Чтобы постичь развитие семьи этих народов, нет нужды изучать
историю. Прочтите хотя бы Тассо и Вы увидите, что все пали
ниц пред стенами Иерусалима. Вспомните, что в течение
пятнадцати столетий они располагали лишь одной идиомой,
чтобы обращаться к Богу, одним нравственным авторитетом,
одним убеждением. Подумайте о том, что в течение пятнадцати
столетий ежегодно, ежедневно, ежечасно, одними и теми же
словами они возносили свой голос к высшему Существу, чтобы
прославить Его в самом великом из Его благодеяний.

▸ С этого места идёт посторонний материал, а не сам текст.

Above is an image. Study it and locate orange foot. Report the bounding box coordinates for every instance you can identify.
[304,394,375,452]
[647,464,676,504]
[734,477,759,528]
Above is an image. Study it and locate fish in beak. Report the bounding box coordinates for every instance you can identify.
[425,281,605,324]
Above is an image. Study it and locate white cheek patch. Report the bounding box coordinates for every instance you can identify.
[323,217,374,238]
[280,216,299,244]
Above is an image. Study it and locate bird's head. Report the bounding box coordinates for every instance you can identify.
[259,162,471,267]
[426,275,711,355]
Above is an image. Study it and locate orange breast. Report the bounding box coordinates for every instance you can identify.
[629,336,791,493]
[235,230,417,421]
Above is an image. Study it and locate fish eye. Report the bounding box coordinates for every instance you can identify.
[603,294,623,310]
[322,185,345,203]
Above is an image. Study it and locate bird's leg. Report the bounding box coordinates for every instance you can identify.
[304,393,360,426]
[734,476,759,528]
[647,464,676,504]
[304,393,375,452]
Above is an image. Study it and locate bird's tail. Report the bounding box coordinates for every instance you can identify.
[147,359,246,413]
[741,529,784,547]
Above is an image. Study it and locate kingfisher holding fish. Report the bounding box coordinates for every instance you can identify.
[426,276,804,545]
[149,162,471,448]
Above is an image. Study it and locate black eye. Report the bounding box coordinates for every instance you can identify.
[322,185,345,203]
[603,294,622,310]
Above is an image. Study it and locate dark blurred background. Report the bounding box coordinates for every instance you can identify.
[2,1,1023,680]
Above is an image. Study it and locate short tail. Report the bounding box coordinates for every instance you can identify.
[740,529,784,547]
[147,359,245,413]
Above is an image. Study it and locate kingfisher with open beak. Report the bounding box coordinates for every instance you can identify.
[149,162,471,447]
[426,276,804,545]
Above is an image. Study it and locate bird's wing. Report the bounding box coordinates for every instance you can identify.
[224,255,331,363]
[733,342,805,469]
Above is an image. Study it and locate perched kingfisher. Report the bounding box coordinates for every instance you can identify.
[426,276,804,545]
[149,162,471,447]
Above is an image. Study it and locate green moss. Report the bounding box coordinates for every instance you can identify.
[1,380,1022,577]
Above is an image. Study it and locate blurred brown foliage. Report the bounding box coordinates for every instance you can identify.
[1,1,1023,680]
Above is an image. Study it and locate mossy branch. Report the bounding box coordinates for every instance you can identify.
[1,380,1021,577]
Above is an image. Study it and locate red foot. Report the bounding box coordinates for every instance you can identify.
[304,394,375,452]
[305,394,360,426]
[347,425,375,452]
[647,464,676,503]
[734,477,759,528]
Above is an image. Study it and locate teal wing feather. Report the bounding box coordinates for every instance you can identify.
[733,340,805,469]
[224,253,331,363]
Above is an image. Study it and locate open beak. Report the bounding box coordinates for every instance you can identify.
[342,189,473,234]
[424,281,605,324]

Прекрасная гармония, более возвышенная, чем все гармонии
физического мира! Но поскольку эта сфера, в которой живут
европейцы и только в которой род человеческий может достичь
своей окончательной судьбы, есть результат влияния,
оказанного религией на них, то вполне очевидно, что если до
сих пор слабость наших верований или недостаточность нашего
догмата удерживали нас за пределами этого всеобщего
движения, в котором социальная идея христианства развивалась
и была сформулирована, и отбросили нас в категорию народов,
которым предстоит лишь косвенно и гораздо позже ощутить
полное воздействие христианства, то надо стремиться
вдохновить наши верования всеми возможными средствами и дать
нам подлинно христианский импульс, ибо именно христианство
там сделало все. Вот что я хотел сказать, когда говорил, что
у нас следовало приступить заново к воспитанию рода
человеческого.
Вся
история рода человеческого развертывается в сфере мнения.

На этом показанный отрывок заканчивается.